Une formation au métier de soudeur

Désormais la formation professionnelle a le vent en poupe. A l'heure de la réforme du baccalauréat, dont on se rendait compte de la futilité et de l'inutile difficulté des examens, on en revient davantage à vouloir transmettre des savoirs pratiques. L'Etat envisage déjà depuis longtemps de proposer une réforme de fond de l'université, où de nombreux jeunes atterrissent après le bac sans aucun objectif particulier, et qui peuvent parfois y passer plusieurs années pour n'obtenir aucun résultat tangible. L'enseignement en effet n'a rien de pratique, à université, d'ailleurs une formation universitaire n'a pas a priori pour but de transmettre des savoir-faire pratiques.

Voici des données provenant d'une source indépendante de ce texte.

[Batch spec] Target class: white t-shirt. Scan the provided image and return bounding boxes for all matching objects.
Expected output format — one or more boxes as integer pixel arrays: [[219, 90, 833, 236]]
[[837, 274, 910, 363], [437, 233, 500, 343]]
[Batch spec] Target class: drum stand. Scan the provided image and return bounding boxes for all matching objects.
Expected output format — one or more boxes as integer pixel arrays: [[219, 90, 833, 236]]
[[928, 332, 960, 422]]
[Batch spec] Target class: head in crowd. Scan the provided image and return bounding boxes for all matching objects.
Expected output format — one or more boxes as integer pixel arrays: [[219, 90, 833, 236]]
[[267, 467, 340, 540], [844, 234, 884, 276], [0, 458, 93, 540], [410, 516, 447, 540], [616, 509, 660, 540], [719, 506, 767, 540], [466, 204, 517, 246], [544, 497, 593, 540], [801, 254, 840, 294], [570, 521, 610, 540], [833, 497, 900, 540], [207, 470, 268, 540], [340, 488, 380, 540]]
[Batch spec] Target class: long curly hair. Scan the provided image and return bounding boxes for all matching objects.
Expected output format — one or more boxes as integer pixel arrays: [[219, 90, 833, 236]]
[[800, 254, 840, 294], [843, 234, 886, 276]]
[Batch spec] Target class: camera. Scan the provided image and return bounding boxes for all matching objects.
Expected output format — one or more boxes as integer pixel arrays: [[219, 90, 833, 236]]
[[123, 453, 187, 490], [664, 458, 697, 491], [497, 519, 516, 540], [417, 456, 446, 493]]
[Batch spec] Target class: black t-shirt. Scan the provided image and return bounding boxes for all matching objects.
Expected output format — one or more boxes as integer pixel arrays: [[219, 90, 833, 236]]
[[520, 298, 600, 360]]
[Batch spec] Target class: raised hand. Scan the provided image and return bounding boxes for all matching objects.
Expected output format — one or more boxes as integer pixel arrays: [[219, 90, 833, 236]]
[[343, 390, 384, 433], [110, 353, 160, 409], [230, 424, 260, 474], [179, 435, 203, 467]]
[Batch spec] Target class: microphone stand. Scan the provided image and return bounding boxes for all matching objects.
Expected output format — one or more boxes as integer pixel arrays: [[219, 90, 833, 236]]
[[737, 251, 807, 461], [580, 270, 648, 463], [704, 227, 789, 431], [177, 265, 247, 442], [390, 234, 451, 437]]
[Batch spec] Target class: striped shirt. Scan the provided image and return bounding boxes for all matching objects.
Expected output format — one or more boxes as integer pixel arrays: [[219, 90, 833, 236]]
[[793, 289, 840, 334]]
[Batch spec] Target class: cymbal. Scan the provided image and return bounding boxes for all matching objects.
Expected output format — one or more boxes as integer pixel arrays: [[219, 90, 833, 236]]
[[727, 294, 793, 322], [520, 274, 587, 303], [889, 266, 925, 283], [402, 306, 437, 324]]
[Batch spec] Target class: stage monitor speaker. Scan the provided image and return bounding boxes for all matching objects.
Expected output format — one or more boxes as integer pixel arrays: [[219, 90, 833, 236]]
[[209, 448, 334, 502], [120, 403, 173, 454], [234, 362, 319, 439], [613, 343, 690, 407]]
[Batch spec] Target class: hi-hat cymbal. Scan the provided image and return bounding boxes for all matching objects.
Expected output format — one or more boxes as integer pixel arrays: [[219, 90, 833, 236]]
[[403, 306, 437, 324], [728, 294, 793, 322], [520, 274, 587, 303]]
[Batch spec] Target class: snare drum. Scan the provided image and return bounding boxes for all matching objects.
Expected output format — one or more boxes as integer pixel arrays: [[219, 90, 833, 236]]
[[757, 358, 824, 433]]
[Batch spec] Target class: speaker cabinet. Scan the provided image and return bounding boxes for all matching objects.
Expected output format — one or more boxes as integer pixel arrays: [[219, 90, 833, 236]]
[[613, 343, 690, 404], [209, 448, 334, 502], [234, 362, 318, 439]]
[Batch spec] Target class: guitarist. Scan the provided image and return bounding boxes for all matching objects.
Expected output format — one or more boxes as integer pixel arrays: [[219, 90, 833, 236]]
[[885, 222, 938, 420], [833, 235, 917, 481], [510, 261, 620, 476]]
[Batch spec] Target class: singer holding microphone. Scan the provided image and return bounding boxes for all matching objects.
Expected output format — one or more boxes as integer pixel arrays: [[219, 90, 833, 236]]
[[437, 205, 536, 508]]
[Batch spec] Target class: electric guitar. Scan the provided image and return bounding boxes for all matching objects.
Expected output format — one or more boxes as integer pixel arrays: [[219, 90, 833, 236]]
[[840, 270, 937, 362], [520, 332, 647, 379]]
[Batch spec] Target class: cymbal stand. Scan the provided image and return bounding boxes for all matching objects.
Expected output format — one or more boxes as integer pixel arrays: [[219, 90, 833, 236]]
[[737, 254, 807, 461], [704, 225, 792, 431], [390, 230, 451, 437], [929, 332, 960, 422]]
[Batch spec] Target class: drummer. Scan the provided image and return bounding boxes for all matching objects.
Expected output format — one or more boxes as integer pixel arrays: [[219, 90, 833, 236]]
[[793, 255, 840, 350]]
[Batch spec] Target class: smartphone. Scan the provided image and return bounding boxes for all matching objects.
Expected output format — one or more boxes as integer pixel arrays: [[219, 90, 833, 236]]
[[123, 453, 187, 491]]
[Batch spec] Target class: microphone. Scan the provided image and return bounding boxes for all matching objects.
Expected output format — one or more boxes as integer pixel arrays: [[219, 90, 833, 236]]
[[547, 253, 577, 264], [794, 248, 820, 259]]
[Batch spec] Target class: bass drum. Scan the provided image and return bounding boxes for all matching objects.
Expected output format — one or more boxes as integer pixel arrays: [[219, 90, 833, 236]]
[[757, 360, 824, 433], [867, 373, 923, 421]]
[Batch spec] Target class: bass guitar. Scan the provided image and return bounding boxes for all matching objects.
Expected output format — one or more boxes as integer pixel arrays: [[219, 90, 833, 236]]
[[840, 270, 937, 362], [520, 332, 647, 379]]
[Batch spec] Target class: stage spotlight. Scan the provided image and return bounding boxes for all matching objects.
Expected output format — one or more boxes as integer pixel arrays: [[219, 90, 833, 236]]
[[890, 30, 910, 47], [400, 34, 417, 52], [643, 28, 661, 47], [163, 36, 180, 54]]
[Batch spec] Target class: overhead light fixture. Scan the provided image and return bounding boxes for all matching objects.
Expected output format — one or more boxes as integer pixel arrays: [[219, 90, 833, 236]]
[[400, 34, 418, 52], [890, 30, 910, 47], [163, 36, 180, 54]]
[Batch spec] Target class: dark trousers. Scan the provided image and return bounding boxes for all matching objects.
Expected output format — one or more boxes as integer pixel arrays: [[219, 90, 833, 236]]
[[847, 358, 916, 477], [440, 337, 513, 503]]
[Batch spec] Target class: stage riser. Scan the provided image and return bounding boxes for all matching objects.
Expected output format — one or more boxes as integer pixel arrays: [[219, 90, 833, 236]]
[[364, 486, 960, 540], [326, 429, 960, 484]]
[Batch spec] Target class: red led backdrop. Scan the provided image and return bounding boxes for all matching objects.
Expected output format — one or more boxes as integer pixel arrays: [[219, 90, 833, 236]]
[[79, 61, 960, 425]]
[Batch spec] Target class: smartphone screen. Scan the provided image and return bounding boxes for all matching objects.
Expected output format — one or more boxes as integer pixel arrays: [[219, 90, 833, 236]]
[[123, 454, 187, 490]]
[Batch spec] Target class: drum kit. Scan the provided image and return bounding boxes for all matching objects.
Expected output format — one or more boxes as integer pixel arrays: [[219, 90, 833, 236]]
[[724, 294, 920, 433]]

A l'inverse, une formation professionnelle ouvre directement les portes du marché de l'emploi.

Une école de soudure

Ceux des élèves qui, à la fin du collège, n'ont pas la volonté de poursuivre un cursus classique menant au baccalauréat sont nombreux. Il y a encore quelques dizaines d'années, ceux-ci n'étaient pas les mieux vus, bien au contraire : on avait plutôt tendance à les traiter comme des cancres et on avait un comportement plutôt négatif, considérant qu'ils n'étaient pas capables. Désormais ils sont bien mieux considérés puisque l'on peut compter sur des instituts de formation qualitatifs, vers lesquels on peut les orienter sereinement et où ils peuvent apprendre un métier. Une école de soudure proposera à ces jeunes désireux d'apprendre, de commencer la pratique des différentes techniques de soudure – à l'arc, oxy-gaz, plasma… – que l'on emploie dans diverses branches professionnelles. Ils en ressortiront diplômés et prêts à être employés.

L'avantage de la formation pratique

Tout le monde n'a pas le souhait, ni les capacités, ni encore l'envie, de passer des années de sa vie à apprendre des connaissances théoriques. Or ceux des adolescents que l'on pousse tout de même dans la voire de l'enseignement classique subissent trop souvent l'échec. Or celui-ci mène au mal-être et à la frustration. A contrario, si un jeune homme et une jeune femme se voient proposer d'apprendre des pratiques professionnelles avant d'en arriver à en avoir assez de l'enseignement, ils pourront sans aucun doute possible se sentir mieux, s'épanouir, et découvrir des métiers et des techniques qui leur correspondent. L'Europe et la France vont aujourd'hui dans ce sens, et c'est tant mieux, à la fois pour notre jeunesse et pour notre avenir à tous.